Sen. Reny bill to establish and fund the Manufactured Housing Community and Mobile Home Park Preservation and Assistance Fund heads to Governor’s desk
AUGUSTA — On Thursday, June 12, the Maine Senate voted to send LD 1016, “An Act to Establish the Manufactured Housing Community and Mobile Home Park Preservation and Assistance Fund,” to the Governor’s desk. This bill, sponsored by Sen. Cameron Reny, D-Bristol, would support the affordability of manufactured housing communities and mobile home parks.
“As private equity investors and wealthy companies continue to buy up mobile home parks, rents are skyrocketing and leaving Mainers with few options amidst our state’s affordable housing crisis,” said Sen. Reny. “This bill would make these out-of-state investors pay their fair share to preserve affordable housing here in Maine, in the mobile home and manufactured home communities where many older Mainers, low-income families, and veterans live. The fund that LD 1016 invests in is working — it has already preserved over 440 units of affordable housing. It’s time to make its impact permanent.”

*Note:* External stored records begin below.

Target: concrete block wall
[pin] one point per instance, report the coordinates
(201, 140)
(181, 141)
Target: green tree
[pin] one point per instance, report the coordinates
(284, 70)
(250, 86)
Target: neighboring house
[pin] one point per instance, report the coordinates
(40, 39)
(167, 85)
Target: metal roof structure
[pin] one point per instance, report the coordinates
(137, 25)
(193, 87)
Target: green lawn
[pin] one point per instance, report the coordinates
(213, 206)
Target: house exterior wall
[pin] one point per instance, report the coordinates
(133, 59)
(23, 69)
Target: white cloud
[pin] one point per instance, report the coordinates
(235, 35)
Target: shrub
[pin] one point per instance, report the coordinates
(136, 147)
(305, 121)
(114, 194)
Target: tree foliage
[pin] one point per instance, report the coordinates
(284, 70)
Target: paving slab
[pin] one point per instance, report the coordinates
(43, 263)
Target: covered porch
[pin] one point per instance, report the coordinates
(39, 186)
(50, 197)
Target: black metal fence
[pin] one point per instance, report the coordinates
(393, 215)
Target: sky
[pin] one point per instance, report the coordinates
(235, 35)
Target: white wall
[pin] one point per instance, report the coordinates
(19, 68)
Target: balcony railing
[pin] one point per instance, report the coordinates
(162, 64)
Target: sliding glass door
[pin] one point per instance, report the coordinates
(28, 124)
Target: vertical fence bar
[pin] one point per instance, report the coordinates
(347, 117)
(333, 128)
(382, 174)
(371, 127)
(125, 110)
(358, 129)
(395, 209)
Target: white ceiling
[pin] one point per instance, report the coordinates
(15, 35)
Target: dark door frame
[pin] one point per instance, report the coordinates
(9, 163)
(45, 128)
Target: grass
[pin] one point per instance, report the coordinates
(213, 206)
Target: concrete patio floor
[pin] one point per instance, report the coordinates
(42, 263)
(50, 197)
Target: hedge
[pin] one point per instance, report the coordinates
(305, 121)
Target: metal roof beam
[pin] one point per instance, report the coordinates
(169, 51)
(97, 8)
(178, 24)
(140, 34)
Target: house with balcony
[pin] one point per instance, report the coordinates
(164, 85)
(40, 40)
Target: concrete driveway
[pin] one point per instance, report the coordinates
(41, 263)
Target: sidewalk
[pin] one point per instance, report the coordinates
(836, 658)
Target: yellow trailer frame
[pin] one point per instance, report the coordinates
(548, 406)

The Manufactured Housing Community and Mobile Home Park Preservation and Assistance Fund is currently a temporary fund, authorized by last year’s supplemental budget, to maintain housing affordability in manufactured housing communities and mobile home parks and to support ownership of manufactured housing communities and mobile home parks by owners’ associations, resident-owned housing cooperatives or other nonprofit entities. So far, this fund has helped residents of three Maine communities purchase their parks, preserving over 440 units of affordable housing.
If it becomes law, LD 1016 would make the fund permanent, funded by a fee of $10,000 per lot paid by certain buyers of manufactured housing communities or mobile home parks. The bill directs the Maine State Housing Authority to administer the fund.
State and municipal housing authorities, resident/owner cooperatives and smaller companies and individuals with a net worth less than $50 million would be exempt from the fee. Structuring the fee in this way would encourage ownership of mobile home parks by smaller local businesses or residents themselves.
LD 1016 now heads to the Governor’s desk, where she has ten days to sign it into law, allow it to become law without her signature or veto it.
Sen. Reny represents Maine Senate District 13, which includes most of Lincoln County and the towns of Washington and Windsor.